O Fator Previdenciário, que o Congresso recentemente eliminou, provocando o veto do Executivo e a edição de novas regras paliativas, foi editado no governo FHC como forma de incentivar o adiamento dos pedidos de aposentadoria ou pelo menos reduzir o valor das aposentadorias mais precoces, através da aplicação de um fator redutor ao valor integral da aposentadoria, inversamente proporcional à idade do solicitante do benefício.

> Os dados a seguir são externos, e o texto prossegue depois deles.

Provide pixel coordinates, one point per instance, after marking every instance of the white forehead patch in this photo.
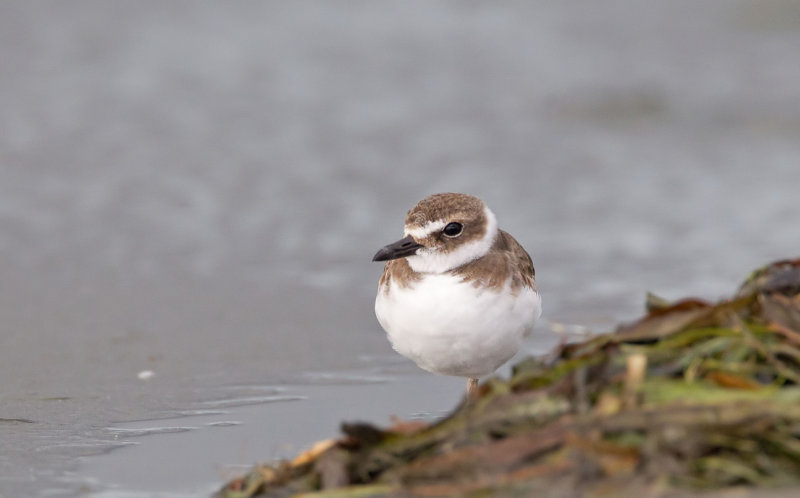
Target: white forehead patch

Longe de ser uma solução, pelo menos evitou a explosão do déficit da previdência ao longo dos últimos anos.

A sua revogação pelo Congresso é um claro exemplo da miopia e populismo irresponsável dos políticos, mestres em jogar gasolina na fogueira.

A fórmula encontrada pelo Poder Executivo para conter a explosão anunciada no médio e longo prazos, foi adicionar uma escala progressiva à soma de “idade+tempo de contribuição” àquela proposta pelo Congresso para permitir a aposentadoria com recebimento do valor integral. Também essa proposta não é solução e não evitará o contínuo crescimento do peso da previdência no orçamento público.

Qual a consequência disso para as empresas, para os controladores, executivos e demais tomadores de decisão?

A questão da aposentadoria será cada vez mais importante entre as preocupações dos trabalhadores, particularmente para aqueles com renda superior ao máximo de benefício pago pela previdência oficial.

A existência de fundos de pensão fechados ou contribuições da empresa a planos de previdência abertos, em benefício dos funcionários, já é mas vai se tornar crescentemente um fator mais poderoso de atração e retenção de talentos.

Na medida em que a realidade bata à porta do governo e a previdência pública fique insustentável, a idade mínima para aposentadoria terá que subir ou os benefícios serem reduzidos ou, mais provavelmente, ambas as providências terão que ser tomadas.

A empresa que tiver se preparado com a organização de um fundo de pensão próprio, com plano de contribuição definida bem gerido, ou com a contratação de planos de previdência abertos de boa qualidade, terá uma vantagem competitiva cada vez maior na atração e retenção de sua força de trabalho mais qualificada.